O teletrabalho veio para ficar e o ordenamento jurídico terá de, logicamente, adaptar-se a esta nova realidade e romper com a inércia legislativa que se tem vivido nesta matéria. Inexistência de horários, contratos não escritos, propriedade dos instrumentos de trabalho na titularidade do trabalhador, ausência de proximidade e ligação directa entre as partes, novas formas de pagamento de retribuição (digam-se, electrónicas/digitais), entre outros, traduzem-se em verdadeiros obstáculos que a legislação actual não se encontra capaz de ultrapassar. E, faltando tais ferramentas legais, poderá significar que aquele (tele)trabalhador perca as suas vestes de trabalhador e se converta num mero prestador de serviços, potenciando-se, desta forma, a lamentável e injusta precariedade laboral.  

Nesta linha, o Livro Verde para o Futuro do Trabalho já divulgou publicamente que irá analisar os vários problemas que a implementação geral deste instituto irá provocar, inclusive, sobre as dificuldades que poderá comportar o reconhecimento do vínculo como laboral no âmbito desta modalidade contratual. Contudo, tal estudo visa precisamente reflectir, diagnosticar problemas, mas não propor soluções, apesar de ser um ponto de partida para uma urgente intervenção legislativa neste sector. 

A actividade empresarial vai acompanhando estes novos tempos, introduzindo a tecnologia na sua actividade produtiva e, agora, mais do que nunca, na dimensão organizativa e estrutural. Porém, ainda que a União Europeia tenha vindo a alertar para as várias dúvidas que poderão surgir, sucede que tem existido sempre um denominador comum intemporal: isto é, o surgimento de novas alternativas para fomentar a precariedade laboral.

Será que a solução passará por uma maior fiscalização [à distância...] da ACT? Pela reformulação da presunção do artigo 12.º do Código do Trabalho que presume existir um contrato de trabalho verificados certos indícios laborais? Ou, pelo contrário, deverá criar-se uma nova presunção para os contratos de trabalho da era digital? Pensamos que, naturalmente, a solução deverá passar por esta última hipótese, com particular intervenção da contratação colectiva neste aspecto. 
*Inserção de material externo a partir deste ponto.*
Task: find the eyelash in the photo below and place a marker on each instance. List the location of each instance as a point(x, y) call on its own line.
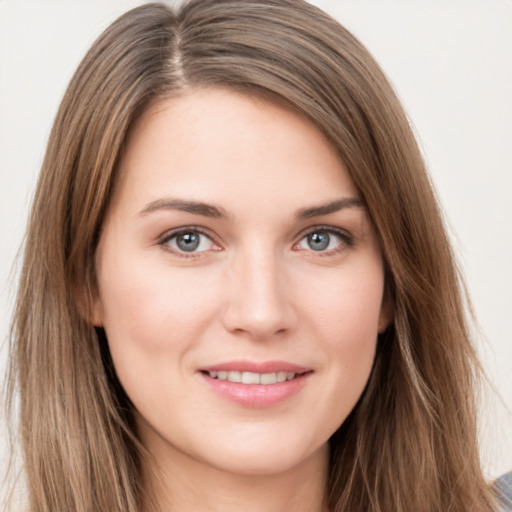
point(347, 240)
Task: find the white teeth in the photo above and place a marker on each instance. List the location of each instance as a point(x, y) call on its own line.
point(268, 378)
point(281, 376)
point(235, 376)
point(251, 377)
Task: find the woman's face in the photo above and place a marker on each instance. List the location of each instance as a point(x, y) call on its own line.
point(236, 248)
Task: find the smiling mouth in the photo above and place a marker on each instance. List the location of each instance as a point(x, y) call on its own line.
point(252, 377)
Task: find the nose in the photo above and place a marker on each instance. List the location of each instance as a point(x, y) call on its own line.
point(259, 300)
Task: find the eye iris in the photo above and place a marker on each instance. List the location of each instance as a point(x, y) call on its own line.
point(319, 241)
point(188, 241)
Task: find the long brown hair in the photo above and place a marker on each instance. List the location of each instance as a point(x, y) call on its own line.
point(411, 441)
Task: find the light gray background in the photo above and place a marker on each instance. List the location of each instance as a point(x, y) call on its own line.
point(451, 63)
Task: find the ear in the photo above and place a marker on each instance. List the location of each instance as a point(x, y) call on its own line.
point(387, 312)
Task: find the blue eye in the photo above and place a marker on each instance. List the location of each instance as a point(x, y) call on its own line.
point(323, 240)
point(189, 241)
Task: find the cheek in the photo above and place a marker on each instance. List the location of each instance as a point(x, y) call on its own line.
point(152, 311)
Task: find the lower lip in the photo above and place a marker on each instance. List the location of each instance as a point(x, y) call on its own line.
point(257, 395)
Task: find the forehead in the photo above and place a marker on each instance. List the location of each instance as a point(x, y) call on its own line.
point(221, 146)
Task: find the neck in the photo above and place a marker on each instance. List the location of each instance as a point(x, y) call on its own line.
point(181, 484)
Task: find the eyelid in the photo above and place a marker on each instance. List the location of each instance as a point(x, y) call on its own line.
point(346, 237)
point(169, 235)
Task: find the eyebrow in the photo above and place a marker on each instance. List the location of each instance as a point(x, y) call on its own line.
point(332, 207)
point(216, 212)
point(195, 207)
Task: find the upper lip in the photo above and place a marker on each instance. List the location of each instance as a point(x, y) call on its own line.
point(256, 367)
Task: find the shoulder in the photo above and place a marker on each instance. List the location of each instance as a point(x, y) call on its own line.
point(504, 489)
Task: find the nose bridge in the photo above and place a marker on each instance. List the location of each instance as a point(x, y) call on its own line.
point(259, 300)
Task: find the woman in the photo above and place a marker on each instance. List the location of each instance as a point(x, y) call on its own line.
point(237, 288)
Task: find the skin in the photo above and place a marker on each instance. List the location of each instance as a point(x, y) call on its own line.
point(253, 290)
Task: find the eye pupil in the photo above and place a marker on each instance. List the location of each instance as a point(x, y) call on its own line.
point(319, 241)
point(188, 241)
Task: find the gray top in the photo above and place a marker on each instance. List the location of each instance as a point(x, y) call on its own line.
point(504, 488)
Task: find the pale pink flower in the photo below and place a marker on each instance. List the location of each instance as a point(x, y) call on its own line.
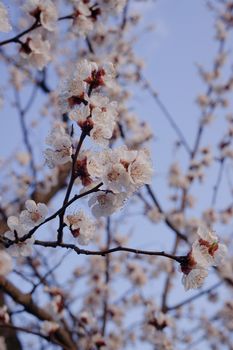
point(43, 10)
point(105, 204)
point(207, 250)
point(5, 25)
point(140, 169)
point(82, 23)
point(49, 327)
point(4, 316)
point(62, 147)
point(18, 230)
point(36, 51)
point(34, 214)
point(195, 278)
point(81, 227)
point(6, 264)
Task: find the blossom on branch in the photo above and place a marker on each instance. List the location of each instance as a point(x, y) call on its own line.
point(36, 51)
point(34, 214)
point(44, 11)
point(5, 25)
point(6, 264)
point(105, 204)
point(61, 150)
point(81, 227)
point(205, 252)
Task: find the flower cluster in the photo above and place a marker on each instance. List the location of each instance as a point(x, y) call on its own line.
point(61, 150)
point(5, 25)
point(36, 51)
point(5, 263)
point(44, 11)
point(86, 14)
point(81, 227)
point(206, 251)
point(80, 97)
point(122, 172)
point(19, 226)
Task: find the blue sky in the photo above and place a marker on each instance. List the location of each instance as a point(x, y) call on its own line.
point(183, 37)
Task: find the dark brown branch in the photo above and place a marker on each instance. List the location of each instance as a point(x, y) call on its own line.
point(70, 186)
point(107, 277)
point(58, 212)
point(166, 113)
point(79, 251)
point(32, 308)
point(34, 26)
point(167, 221)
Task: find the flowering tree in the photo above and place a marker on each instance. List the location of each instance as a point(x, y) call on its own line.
point(73, 273)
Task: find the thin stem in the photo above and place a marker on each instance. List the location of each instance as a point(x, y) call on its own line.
point(70, 186)
point(79, 251)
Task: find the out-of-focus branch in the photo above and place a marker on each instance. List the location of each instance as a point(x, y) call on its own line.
point(26, 300)
point(166, 113)
point(79, 251)
point(34, 26)
point(167, 221)
point(107, 277)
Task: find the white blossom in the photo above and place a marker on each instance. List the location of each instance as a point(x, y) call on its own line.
point(49, 327)
point(82, 23)
point(18, 230)
point(207, 250)
point(36, 51)
point(34, 214)
point(110, 6)
point(195, 278)
point(62, 147)
point(81, 227)
point(4, 316)
point(43, 10)
point(6, 264)
point(5, 25)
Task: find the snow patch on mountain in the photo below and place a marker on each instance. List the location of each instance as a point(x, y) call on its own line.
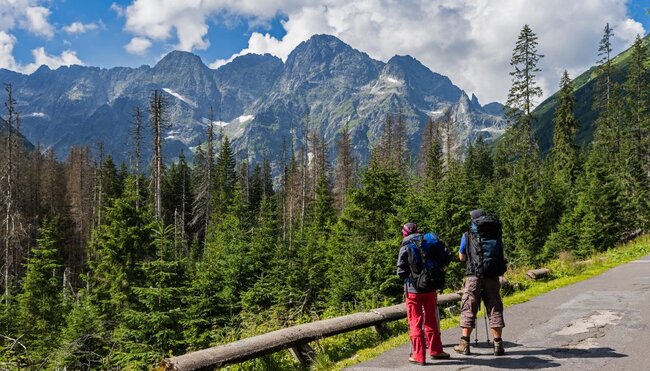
point(393, 80)
point(180, 97)
point(244, 119)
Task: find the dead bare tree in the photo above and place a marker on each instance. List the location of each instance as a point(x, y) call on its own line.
point(159, 122)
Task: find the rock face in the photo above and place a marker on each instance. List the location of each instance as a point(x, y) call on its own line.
point(258, 100)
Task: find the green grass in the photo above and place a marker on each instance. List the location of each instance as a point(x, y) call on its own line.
point(564, 271)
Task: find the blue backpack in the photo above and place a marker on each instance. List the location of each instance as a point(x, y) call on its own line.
point(426, 262)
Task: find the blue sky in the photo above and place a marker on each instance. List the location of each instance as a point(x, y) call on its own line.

É preciso ir mais longe. É certo que [ainda] existe um caminho longo e difícil pela frente; todavia, é preciso colocar as “mãos à obra” e legislar no sentido da criação de uma nova presunção que esteja do lado da parte mais fraca da relação laboral e que possa mitigar, de certa forma, a dificuldade probatória que o teletrabalhador, que se encontra no seu habitat doméstico e familiar, sente na defesa e tutela dos seus direitos emergentes de um estatuto jurídico-laboral e social que, quer se queira quer não, é titular.